GAMCO acknowledges the Staff’s comment and advises that it will not be relying upon Rule 14a-16 to distribute the proxy statement electronically as the primary means of fulfilling its obligations under Rule 14a-3(a) and Rule 14a-4(f). GAMCO intends to do a mailing distribution of its Proxy Statement and proxy card and has revised the Cover Letter and the Proxy Statement to clarify that the Proxy Statement will be “mailed” to shareholders. In addition, GAMCO will post its Proxy Statement and proxy card as well as all additional soliciting materials to a Website to be created and make those materials available to shareholders free of charge through the conclusion of the Annual Meeting.

Quorum; Broker Non-Votes; Discretionary Voting, page 15

4.The disclosure indicates broker non-votes may exist. Under NYSE Rule 452, and the more recent interpretations thereof, all matters presented on the proxy card with respect to a contested proxy solicitation are not routine and accordingly, brokers may not exercise their discretionary authority to vote the shares they hold of record. By in effect defining what constitutes a broker non-vote in the last sentence of the disclosure in this paragraph, this disclosure creates ambiguity with respect to whether broker non-votes will or will not be counted as votes cast on any other proposal. Please revise to remove the implication that broker non-votes will exist at all, or advise. See also Item 21(b) of Schedule 14A.

GAMCO acknowledges the Staff’s comment and has revised the Proxy Statement accordingly.

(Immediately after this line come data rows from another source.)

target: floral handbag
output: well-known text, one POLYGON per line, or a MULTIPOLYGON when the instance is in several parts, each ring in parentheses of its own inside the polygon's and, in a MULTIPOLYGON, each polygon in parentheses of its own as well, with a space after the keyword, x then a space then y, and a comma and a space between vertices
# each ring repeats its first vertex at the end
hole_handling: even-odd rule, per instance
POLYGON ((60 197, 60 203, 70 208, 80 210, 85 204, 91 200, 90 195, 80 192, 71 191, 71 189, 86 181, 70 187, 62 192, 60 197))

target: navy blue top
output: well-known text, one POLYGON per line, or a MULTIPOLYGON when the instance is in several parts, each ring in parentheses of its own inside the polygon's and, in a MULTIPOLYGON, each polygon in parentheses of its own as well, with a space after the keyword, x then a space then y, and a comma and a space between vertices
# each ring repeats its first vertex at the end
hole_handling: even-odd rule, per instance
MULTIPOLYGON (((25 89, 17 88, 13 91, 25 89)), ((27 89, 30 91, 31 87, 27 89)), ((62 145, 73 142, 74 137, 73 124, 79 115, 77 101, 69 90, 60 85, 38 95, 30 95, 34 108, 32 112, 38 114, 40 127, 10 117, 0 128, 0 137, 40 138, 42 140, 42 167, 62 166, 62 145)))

Solicitation of Proxies, page 17

5.We note that proxies may be solicited by mail, in person, by telephone or other electronic means. Please be advised that all written soliciting materials, including any scripts to be used in soliciting proxies over the telephone or any e-mail correspondence, and any information posted on the Internet, must be filed under the cover of Schedule 14A. Refer to Rule 14a-12(b) and Rule 14a-6(b), (c) and (m). Please confirm for us the participants’ understanding in a response letter or otherwise.

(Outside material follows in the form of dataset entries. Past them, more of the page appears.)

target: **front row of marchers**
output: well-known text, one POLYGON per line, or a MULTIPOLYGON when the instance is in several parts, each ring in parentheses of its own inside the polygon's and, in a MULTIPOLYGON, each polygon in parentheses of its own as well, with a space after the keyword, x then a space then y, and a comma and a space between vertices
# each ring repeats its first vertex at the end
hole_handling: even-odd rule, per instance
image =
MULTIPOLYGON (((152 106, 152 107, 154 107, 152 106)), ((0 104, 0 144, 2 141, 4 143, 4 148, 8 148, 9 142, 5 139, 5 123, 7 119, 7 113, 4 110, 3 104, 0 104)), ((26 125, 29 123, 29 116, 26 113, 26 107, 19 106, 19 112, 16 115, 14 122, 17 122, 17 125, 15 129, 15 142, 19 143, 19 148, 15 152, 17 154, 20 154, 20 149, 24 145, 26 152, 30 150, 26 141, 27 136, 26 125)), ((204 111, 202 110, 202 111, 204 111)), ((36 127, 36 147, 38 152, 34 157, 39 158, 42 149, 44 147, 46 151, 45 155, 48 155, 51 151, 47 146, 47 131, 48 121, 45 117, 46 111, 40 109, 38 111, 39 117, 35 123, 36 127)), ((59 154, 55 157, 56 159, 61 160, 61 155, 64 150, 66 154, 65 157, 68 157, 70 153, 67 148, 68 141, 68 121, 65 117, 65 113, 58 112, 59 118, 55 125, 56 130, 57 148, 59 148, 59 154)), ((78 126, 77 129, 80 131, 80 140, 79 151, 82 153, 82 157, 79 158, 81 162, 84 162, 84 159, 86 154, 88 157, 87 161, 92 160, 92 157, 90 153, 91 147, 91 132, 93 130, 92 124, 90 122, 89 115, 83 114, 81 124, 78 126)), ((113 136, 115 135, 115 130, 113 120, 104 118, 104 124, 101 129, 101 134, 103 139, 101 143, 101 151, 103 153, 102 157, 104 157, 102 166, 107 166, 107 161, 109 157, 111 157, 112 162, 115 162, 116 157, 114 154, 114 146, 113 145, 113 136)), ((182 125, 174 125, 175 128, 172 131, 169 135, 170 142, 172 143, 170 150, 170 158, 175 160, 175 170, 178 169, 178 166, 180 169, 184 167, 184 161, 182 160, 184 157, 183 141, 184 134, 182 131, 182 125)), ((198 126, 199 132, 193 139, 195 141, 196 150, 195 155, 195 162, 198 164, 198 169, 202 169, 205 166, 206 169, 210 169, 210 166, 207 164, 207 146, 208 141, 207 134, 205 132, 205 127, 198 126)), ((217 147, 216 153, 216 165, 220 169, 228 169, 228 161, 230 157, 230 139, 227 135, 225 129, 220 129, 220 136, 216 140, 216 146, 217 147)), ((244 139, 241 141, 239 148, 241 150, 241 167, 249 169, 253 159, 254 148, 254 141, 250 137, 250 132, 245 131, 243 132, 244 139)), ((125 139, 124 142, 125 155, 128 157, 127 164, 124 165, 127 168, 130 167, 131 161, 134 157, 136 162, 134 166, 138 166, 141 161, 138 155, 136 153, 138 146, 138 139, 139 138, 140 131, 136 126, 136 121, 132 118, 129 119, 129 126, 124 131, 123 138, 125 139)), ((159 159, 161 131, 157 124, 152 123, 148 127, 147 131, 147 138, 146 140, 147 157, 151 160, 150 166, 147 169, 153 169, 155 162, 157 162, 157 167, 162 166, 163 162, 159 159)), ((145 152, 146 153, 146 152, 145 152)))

GAMCO acknowledges the Staff’s comment and confirms its understanding that all written soliciting materials, including any scripts to be used in soliciting proxies over the telephone or any e-mail correspondence, and any information posted on the Internet, must be filed under the cover of Schedule 14A.

 

 

March 9, 2018
Page 3

Incorporation by Reference, page 20

6.Refer to the second sentence under this heading that reads in pertinent part as follows: “This disclosure is expected to include, among other things, [ ], and other important information.” Advise us, with a view toward revised disclosure, how the “clear reference” standard within Rule 14a-5(c) has been satisfied given the apparent non-exhaustive list of required disclosures that have been omitted from the participants’ proxy statement.

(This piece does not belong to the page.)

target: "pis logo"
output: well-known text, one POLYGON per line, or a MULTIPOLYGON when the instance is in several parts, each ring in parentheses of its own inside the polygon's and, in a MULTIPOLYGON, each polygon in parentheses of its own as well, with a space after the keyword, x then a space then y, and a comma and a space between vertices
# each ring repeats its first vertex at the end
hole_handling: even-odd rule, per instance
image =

GAMCO acknowledges the Staff’s comment and has revised the Proxy Statement to replace the reference to “other important information” with “Section 16(a) beneficial ownership reporting compliance of the Company’s directors, related party transactions and general information concerning the Company’s administration and independent registered public accounting firm.”

*     *     *     *     *

In addition, the Staff is invited to contact the undersigned with any comments or questions it may have. We would appreciate your prompt advice as to whether the Staff has any further comments. Thank you for your assistance.

 

Sincerely,
 
/s/ Elizabeth R. Gonzalez-Sussman
 
Elizabeth R. Gonzalez-Sussman

 

 

cc:David Goldman, GAMCO Asset Management Inc.
George Maldonado, GAMCO Asset Management Inc.